Kota Bukittinggi selain terkenal dari sejarah jam gadangnya telah menjadi lokasi berbagai peristiwa bersejarah, diantaranya menjadi tempat perang gerilya Indonesia dimana Kaum Padri melakukan perlawanan kepada Belanda. Pada awalnya kota ini adalah pasar bagi masyarakat Agam Tuo sebelum dijadikan kubu pertahanan Belanda dalam sejarah perang Padri. Belanda bahkan mendirikan benteng Fort de Kock yang sekaligus menjadi tempat peristirahatan bagi para opsir. Area ini kemudian berkembang statusnya sebagai stadsgemeente (kota) dan juga berfungsi sebagai ibu kota Afdeeling Padangsche Bovenlanden dan Onderafdeeling Oud Agam.
Pada masa penjajahan Jepang di Indonesia, Bukittinggi dijadikan sebagai pusat pengendalian pemerintahan militer Jepang di kawasan Sumatera, Singapura dan Thailand. Nama kota diganti menjadi Bukittinggi Si Yaku Sho dan mengalami perluasan daerah dari nagari – nagari di sekitarnya yaitu Sianok Anam Suku, Gadut, Kapau, Ampang Gadang, Batu Taba dan Bukit Batabuah. Bukittinggi ditetapkan sebagai ibukota Propinsi Sumatera pada 9 Juni 1947, dengan Gubernur Mr. Teuku Muhammad Hasan. Sejarah panjang Bukittinggi inilah yang kemudian menjadikannya sebagai ibukota PDRI dalam sejarah Hari Bela Negara.
Peringatan Hari Bela Negara
Untuk memahami mengapa sejarah Hari Bela Negara perlu diperingati, maka perlu diketahui lebih dulu mengenai istilah bela negara itu sendiri. Bela negara adalah sikap dan perilaku dari warga negara yang timbul dari rasa cintanya pada NKRI berdasarkan Pancasila dan UUD 1945. Bela negara dilakukan sebagai upaya untuk mempertahankan kelangsungan hidup bangsa dan negara. Upaya untuk mempertahankan tersebut termasuk rasa cinta tanah air, kesadaran dalam berbangsa dan bernegara, keyakinan pada Pancasila sebagai ideologi negara, juga rela berkorban untuk negara dan bangsa dengan bekal kemampuan awal untuk membela negara.

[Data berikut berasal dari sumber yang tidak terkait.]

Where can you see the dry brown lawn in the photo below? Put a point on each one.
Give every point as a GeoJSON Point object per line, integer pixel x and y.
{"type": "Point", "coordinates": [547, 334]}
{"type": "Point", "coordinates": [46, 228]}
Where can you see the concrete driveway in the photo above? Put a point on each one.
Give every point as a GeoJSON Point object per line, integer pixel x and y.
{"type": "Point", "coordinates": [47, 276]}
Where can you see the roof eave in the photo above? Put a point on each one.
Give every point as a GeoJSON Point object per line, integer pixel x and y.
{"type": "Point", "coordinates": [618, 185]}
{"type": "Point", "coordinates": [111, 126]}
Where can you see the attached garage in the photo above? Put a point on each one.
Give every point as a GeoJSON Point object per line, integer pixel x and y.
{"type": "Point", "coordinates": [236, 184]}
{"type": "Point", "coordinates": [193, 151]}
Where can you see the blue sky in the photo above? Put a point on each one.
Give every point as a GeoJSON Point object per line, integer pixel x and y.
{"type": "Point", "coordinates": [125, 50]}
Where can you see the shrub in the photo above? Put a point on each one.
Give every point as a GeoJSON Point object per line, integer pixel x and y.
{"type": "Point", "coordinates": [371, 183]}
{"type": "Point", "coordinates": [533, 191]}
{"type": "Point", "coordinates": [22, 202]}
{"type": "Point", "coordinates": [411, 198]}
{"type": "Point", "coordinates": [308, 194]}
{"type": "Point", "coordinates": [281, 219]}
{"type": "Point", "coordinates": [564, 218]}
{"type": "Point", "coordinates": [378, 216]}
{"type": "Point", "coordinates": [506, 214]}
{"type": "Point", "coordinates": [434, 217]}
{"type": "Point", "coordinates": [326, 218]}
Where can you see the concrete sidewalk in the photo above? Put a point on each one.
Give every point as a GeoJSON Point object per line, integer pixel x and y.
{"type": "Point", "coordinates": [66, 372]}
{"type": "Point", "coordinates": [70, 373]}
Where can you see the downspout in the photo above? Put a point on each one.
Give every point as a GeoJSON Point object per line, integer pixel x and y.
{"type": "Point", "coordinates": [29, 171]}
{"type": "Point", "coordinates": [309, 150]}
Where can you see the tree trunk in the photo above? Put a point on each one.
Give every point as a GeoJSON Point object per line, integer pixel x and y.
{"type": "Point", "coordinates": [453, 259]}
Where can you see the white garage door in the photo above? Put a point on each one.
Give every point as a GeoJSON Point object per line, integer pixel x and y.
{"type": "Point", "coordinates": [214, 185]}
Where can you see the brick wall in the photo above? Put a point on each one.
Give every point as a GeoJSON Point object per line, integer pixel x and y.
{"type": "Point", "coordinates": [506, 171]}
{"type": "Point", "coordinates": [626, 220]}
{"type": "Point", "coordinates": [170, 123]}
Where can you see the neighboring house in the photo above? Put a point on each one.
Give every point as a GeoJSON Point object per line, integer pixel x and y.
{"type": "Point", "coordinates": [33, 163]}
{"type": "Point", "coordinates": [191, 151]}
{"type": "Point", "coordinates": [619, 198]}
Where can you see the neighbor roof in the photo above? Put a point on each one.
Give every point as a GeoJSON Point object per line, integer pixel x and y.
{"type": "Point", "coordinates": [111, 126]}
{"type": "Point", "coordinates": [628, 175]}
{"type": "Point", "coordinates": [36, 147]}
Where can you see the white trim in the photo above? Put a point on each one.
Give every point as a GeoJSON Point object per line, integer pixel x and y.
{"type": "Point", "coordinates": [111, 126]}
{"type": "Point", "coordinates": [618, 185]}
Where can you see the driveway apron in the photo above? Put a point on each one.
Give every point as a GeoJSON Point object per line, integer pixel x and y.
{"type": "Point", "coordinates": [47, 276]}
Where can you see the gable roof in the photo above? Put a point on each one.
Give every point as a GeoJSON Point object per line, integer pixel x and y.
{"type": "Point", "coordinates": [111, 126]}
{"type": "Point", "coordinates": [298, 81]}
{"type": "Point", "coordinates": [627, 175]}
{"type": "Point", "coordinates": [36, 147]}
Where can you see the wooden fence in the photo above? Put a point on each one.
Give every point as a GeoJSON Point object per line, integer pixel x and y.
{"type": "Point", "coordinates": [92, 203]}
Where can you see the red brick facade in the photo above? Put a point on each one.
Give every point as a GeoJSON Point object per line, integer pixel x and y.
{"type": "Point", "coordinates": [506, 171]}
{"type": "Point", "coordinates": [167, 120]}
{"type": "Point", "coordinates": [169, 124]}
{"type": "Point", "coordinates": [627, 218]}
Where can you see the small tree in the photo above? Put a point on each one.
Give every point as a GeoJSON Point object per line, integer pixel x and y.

Peringatan sejarah Hari Bela Negara biasanya diselenggarakan oleh Kementerian Pertahanan. Pada peringatah Hari Bela Negara ke 65, 21 Desember 2013 Menhan Purnomo Yusgiantoro meresmikan pembangunan Monumen Nasional Bela Negara di area seluas 40 hektar, berlokasi di Jorong Sungai Siriah, Nagari Koto Tinggi, Kecamatan Gunung Omeh, Kabupaten Lima Puluh Kota, Sumatera Barat. Menurut Menhan Ryamizard Ryacudu pada kegiatan peringatan Bela Negara 2017 di Manado, peringatan sejarah Hari Bela Negara dilakukan untuk dapat membangun karakter yang disiplin, optimis, taat kepada hukum, mau bekerja keras untuk negara dan bangsanya, taat kepada Tuhan sesuai agama masing – masing untuk turut menjamin kelangsungan hidup bangsa serta negaranya sendiri.
Hingga saat ini Kementerian Pertahanan melaksanakan pendidikan bela negara secara rutin di 34 Propinsi di semua lingkungan termasuk pendidikan, lingkungan kerja dan pemukiman. Hasilnya jumlah kader bela negara mengalami peningkatan secara nasional hingga pada tahun 2017 telah mencapai 74,3 juta jiwa.